または、堆肥を投入する方法(堆肥は有機物が圧縮されてミネラル豊富で腐植が多い)、天然由来のミネラル資材を投入する方法などもありました。

リンとカリは難溶性で土壌に十分あります。欠乏しやすいのはカルシウムです。日本では、雨が降ってもカルシウムが流亡してpHが低く酸性になりやすいです。
日本の土壌にはリンとカリが十分にあるから、ミネラル補給はしなくても大丈夫という記述を見つけました。でもカルシウムについての記述はありません。
うちの鶏は、カルシウム(かき殻)を与えなくても固い卵を産みます。それは、食事の草の中にカルシウムが含まれているからです。
植物堆肥の中にはカルシウムが十分含まれています。
腐植が多くpHが低くなければ、カルシウムが腐植に吸着するので流亡しなくなります。
初回のカルシウムが十分あれば、腐植が多くCECが高い圃場では、30年後もなくなることはないと思います。

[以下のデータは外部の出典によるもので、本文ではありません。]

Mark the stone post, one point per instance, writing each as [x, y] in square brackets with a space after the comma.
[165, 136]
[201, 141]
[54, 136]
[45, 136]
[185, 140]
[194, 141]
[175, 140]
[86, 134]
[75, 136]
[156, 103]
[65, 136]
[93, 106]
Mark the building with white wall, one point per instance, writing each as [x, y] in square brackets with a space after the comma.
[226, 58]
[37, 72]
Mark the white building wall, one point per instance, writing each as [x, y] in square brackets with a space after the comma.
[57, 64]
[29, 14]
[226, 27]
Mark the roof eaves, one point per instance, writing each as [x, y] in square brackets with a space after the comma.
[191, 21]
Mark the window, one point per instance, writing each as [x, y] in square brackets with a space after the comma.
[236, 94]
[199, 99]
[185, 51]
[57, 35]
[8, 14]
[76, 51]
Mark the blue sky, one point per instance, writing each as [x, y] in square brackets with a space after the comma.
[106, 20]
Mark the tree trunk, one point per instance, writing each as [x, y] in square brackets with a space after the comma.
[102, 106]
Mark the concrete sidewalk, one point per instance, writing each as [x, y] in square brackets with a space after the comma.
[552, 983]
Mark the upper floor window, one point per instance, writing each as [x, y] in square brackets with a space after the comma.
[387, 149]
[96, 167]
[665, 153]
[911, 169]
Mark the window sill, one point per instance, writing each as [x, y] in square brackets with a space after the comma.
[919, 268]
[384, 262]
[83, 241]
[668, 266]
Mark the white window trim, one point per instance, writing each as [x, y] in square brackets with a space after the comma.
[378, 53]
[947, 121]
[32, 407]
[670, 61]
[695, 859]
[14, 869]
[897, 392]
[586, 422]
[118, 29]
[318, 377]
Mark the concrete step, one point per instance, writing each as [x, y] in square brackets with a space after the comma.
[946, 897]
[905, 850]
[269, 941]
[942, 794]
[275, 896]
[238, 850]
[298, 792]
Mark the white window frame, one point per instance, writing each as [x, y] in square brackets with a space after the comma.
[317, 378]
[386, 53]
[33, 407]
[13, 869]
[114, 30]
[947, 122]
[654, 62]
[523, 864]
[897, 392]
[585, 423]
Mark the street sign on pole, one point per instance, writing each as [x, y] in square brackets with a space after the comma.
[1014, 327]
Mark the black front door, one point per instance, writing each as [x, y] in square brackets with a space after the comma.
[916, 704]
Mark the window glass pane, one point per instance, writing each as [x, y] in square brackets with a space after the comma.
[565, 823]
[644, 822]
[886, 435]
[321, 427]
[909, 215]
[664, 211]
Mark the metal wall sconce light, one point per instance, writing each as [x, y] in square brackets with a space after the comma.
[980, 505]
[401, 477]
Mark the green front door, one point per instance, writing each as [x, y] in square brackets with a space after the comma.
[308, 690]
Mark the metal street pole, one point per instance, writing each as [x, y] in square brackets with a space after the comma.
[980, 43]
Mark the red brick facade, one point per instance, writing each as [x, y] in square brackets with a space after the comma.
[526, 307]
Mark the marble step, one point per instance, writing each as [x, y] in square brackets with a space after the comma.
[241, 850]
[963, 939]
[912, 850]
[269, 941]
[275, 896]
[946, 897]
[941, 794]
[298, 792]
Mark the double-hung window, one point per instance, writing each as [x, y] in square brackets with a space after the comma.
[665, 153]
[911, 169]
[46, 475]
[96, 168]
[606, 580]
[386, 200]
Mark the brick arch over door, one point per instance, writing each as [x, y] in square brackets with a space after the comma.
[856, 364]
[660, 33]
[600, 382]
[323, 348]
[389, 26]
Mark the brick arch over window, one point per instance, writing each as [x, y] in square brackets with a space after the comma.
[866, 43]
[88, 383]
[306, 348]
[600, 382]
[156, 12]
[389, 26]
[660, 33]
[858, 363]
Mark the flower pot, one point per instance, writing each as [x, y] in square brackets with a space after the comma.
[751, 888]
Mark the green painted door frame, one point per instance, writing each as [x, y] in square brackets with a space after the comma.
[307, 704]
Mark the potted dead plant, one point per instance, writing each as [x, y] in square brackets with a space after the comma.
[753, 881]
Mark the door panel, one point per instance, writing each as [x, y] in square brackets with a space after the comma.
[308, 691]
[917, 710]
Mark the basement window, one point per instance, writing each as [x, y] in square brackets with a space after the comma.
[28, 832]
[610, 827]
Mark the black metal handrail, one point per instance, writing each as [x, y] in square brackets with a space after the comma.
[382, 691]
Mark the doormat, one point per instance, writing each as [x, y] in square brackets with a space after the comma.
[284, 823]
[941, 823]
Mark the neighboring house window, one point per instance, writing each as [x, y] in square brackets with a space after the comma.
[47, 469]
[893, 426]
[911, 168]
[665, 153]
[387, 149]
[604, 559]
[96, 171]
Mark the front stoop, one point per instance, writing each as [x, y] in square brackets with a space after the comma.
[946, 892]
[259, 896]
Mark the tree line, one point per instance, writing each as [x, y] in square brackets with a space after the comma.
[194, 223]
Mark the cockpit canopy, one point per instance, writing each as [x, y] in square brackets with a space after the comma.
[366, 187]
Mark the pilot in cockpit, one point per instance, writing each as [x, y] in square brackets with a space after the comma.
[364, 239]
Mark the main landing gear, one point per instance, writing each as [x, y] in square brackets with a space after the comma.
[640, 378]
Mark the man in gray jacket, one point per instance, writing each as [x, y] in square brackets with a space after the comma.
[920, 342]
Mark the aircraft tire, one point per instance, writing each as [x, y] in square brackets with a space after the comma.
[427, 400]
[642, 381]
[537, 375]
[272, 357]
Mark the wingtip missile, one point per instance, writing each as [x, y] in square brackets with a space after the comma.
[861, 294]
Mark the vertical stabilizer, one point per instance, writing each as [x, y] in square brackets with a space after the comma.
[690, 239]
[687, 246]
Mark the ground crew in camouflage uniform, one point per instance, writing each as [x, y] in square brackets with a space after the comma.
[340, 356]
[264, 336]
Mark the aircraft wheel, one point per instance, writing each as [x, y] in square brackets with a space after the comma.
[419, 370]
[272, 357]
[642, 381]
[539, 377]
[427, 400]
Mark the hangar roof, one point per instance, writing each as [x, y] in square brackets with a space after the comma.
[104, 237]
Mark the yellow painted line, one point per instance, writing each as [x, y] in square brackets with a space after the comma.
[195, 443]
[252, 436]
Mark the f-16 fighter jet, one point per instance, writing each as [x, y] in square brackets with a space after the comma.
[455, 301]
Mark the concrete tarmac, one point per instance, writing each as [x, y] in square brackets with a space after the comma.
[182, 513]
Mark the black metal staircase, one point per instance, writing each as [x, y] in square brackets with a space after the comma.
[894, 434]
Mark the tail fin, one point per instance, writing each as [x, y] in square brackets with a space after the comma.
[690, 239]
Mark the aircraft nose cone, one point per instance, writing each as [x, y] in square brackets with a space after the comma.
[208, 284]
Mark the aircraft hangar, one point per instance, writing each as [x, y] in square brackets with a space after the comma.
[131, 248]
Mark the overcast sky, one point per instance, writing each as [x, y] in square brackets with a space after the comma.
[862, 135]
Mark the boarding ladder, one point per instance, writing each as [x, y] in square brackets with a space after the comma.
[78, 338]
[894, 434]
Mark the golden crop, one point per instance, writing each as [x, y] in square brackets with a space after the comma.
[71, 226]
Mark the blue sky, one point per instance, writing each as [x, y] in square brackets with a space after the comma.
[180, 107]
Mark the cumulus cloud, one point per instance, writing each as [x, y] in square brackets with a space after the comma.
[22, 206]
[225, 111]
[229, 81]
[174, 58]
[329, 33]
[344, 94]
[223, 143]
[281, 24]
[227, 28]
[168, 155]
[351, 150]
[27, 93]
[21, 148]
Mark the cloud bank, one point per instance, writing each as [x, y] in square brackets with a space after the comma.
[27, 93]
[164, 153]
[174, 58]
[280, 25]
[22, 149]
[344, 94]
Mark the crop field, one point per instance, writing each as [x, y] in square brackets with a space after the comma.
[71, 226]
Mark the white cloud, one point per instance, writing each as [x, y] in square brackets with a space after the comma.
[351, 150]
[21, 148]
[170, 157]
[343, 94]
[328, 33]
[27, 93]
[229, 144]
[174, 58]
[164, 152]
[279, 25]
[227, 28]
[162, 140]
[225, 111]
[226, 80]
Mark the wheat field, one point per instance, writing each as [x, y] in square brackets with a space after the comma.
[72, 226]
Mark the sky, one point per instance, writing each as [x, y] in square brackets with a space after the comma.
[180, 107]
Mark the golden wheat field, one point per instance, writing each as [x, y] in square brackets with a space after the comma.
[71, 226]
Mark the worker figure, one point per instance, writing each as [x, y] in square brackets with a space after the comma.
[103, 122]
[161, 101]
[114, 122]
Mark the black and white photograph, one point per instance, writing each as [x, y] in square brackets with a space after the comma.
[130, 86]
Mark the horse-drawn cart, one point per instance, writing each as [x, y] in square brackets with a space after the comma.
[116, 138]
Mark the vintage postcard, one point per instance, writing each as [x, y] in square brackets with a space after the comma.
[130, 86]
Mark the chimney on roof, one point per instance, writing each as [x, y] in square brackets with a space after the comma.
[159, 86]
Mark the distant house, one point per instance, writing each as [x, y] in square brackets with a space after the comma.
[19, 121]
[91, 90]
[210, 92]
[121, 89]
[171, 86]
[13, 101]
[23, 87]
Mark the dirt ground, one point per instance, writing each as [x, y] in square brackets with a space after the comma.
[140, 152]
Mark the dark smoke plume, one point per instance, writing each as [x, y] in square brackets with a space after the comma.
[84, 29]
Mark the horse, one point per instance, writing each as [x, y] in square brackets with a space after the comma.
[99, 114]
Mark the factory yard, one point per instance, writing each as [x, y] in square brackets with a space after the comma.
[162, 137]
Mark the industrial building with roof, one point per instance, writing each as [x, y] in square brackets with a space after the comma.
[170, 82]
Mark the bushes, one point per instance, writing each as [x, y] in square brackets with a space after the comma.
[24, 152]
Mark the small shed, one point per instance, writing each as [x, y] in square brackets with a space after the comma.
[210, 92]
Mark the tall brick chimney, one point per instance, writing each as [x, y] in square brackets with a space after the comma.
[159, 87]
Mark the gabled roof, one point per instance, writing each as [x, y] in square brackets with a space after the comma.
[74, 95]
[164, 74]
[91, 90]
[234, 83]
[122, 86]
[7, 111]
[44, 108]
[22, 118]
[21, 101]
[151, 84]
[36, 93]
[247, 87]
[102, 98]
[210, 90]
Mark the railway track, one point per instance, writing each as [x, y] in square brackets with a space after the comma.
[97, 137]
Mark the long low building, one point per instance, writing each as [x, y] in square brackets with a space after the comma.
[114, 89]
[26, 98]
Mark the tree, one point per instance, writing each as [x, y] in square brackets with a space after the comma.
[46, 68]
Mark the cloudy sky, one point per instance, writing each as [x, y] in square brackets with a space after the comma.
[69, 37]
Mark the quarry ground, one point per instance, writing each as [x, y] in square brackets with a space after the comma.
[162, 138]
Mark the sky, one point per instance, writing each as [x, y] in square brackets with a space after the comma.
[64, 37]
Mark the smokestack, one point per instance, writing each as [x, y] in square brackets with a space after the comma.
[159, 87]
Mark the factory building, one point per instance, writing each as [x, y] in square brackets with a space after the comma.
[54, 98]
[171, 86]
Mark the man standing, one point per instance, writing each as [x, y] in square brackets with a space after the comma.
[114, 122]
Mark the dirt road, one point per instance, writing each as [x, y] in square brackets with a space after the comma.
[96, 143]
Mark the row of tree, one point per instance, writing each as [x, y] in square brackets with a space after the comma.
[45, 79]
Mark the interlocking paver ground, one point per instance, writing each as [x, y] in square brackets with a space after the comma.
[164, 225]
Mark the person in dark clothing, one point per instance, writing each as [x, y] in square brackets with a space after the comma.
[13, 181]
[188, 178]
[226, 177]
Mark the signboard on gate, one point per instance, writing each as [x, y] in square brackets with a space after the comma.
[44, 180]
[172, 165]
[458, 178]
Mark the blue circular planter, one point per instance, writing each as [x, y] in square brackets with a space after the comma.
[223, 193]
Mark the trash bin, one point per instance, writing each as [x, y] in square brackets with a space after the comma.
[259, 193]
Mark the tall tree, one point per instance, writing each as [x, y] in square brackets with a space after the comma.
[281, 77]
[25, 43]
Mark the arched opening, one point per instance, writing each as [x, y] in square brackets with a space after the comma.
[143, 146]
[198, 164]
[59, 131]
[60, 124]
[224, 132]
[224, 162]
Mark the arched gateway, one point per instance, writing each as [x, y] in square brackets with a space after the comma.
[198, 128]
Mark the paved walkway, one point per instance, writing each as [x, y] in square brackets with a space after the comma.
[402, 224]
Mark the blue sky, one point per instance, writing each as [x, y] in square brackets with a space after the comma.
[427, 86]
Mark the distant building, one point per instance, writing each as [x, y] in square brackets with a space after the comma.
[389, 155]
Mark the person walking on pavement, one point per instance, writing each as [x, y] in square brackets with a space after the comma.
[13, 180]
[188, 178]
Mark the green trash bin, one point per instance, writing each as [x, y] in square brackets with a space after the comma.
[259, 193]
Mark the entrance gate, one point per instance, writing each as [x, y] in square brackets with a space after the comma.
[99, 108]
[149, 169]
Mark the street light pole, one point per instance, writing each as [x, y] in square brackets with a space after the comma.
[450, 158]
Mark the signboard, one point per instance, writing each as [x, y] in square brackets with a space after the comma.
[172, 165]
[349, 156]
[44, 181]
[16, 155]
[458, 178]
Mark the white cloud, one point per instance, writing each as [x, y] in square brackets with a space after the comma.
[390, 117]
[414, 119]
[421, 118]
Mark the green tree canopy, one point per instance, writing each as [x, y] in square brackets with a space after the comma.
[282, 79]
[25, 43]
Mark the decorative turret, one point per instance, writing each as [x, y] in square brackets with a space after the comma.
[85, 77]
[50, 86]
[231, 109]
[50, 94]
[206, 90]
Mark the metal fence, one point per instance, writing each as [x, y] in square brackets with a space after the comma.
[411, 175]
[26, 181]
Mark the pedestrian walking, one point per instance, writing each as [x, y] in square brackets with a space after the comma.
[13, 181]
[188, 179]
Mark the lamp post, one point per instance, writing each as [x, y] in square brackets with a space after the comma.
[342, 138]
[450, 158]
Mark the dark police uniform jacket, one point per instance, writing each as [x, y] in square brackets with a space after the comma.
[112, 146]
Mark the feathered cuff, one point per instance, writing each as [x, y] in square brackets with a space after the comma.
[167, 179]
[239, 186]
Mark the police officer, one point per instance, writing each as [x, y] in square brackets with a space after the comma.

無施肥無農薬自然栽培については、疑問は持ち続けたほうがいいと思います。
アブラナ科の自然栽培がうまくいっている、白菜やキャベツがよく育っている畑の履歴はどんなものか?とても興味があります。
牛糞の肥効が続いているのではないか?過去にたくさんの有機物を投入し続け、腐植が十分の畑ではないか?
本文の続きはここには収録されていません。